Der Fall nüchtern betrachtet
Eigentlich stellt sich alles ziemlich einfach dar. Wenn die Klageschrift stimmt (und nur darüber sprechen wir), dann wurden Warnungen aus der IT-Sicherheit nicht ernst genommen. Statt Gegenmaßnahmen wurde in entsprechenden Darstellungen nach außen gelogen und die eigenen Probleme ignoriert. Den Aktionären ist dadurch ein erheblicher Schaden entstanden, für den das Unternehmen haften soll. Der CISO von Solarwinds war in diesem Zusammenhang sowohl für die interne Kommunikation als auch für die Außendarstellung verantwortlich und steht somit sogar als Beschuldigter persönlich auf der Anklagebank.
Unter der Haube
Spannend sind die Reaktionen auf diese Anklage. Sie zeigen das eigentliche Problem im Machtungleichgewicht sowie in der Grundaufgabe des CISO auf. Es geht darum, Cyberrisiken zu identifizieren und zu bewerten sowie entsprechende Aktivitäten daraus abzuleiten. Dieser Task an sich ist nicht einfach. Wie es auch die internen Diskussionen bei Solarwinds zeigen, kann man zu unterschiedlichen Einschätzungen kommen.

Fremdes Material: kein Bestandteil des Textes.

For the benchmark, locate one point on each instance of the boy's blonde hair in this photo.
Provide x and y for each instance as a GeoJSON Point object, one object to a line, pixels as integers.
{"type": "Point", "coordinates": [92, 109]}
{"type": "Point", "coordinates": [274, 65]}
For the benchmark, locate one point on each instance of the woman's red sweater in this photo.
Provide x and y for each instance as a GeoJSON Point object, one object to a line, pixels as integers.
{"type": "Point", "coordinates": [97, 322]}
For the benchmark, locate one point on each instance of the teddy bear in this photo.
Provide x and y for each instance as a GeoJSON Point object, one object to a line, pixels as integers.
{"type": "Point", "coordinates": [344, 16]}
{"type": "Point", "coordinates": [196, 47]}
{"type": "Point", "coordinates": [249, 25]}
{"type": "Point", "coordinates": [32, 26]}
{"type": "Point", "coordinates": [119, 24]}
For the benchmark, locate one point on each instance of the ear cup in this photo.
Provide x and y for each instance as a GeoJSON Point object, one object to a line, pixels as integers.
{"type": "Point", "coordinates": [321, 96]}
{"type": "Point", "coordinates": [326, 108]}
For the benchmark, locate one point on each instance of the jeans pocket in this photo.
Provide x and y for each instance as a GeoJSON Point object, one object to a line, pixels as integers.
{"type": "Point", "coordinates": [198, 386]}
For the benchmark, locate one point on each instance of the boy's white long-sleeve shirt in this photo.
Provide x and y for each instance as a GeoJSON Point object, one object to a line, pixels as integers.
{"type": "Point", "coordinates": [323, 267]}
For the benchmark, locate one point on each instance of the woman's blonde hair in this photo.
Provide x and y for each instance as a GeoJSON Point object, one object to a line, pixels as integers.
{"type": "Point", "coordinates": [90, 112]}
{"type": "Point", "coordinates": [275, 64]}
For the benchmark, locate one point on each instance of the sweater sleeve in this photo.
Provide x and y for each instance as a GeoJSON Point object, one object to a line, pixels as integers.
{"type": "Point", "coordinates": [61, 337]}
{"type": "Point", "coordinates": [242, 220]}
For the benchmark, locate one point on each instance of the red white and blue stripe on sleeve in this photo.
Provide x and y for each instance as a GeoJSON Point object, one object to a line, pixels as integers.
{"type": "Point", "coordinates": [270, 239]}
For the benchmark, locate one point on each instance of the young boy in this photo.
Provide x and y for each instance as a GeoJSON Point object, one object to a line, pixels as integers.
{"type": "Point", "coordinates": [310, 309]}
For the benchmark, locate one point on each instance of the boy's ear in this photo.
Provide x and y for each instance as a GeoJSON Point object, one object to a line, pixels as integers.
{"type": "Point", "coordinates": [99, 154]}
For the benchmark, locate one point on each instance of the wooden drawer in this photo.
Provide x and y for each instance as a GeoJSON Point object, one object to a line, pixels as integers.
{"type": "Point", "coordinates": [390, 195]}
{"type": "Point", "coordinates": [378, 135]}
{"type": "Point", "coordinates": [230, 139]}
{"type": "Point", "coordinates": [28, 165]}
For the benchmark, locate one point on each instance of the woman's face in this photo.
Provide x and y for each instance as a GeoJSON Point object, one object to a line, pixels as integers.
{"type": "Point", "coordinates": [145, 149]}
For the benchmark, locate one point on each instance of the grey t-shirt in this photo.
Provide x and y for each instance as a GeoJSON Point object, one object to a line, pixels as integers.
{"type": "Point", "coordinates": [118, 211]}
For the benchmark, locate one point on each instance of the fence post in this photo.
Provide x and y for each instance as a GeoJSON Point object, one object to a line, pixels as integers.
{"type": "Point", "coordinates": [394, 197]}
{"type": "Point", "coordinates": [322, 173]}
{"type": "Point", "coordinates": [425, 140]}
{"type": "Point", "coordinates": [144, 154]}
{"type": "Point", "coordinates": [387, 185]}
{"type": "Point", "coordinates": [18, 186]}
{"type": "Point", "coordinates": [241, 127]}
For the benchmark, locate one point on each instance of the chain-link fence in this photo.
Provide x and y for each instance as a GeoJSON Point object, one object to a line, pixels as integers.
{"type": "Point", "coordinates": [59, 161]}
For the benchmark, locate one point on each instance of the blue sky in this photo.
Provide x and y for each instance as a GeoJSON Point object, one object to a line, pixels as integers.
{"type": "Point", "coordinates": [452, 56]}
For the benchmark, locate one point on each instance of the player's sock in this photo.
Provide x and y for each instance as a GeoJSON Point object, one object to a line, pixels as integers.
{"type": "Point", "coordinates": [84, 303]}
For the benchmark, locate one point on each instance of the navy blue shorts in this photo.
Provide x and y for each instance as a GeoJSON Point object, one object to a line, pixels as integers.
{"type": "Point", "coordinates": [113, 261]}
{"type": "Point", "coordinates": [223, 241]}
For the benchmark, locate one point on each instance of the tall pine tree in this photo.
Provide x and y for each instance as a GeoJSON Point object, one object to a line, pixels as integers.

Noch viel schwieriger wird es, wenn es darum geht, diese Informationen auch an die Geschäftsführung weiterzuleiten bzw. intern zu eskalieren. Diese primäre Aufgabe der IT-Security mit der finalen Instanz des CISOs beinhaltet eine Vorfilterung und Relativierung von IT-Security-Risiken. Auf dem Papier sind Geschäftsleitungen dafür verantwortlich es der meldenden Stelle einfach zu machen, wichtige Informationen ohne Angst um die eigene Rolle vorzutragen. In der Realität sieht das leider oft anders aus.
Das Dilemma der IT-Security-Verantwortlichen
Security-Verantwortliche sind in vielen Unternehmen als "Schwarzseher" oder "Bremser" verschrien. Eine Eigenart der IT-Security ist es, dass die Eintrittswahrscheinlichkeit eines Angriffs nur sehr vage eingeschätzt werden kann. Dies macht es gerade für Unternehmensleitungen schwer nachzuvollziehen, ob ein Gegenüber von ernsthaften Problemen oder pessimistischen Ansichten spricht. In Folge halten IT-Security-Verantwortliche oft Teile ihres Wissens zur Situation zurück, aus Angst "zu negativ" zu klingen oder nicht mehr ernst genommen zu werden, weil man sich ständig wiederholt. In einer Trend Micro-Umfrage aus dem Jahr 2021 beschrieben 80 Prozent der deutschen Security-Verantwortlichen (weltweit 82 Prozent) genau dieses Verhalten.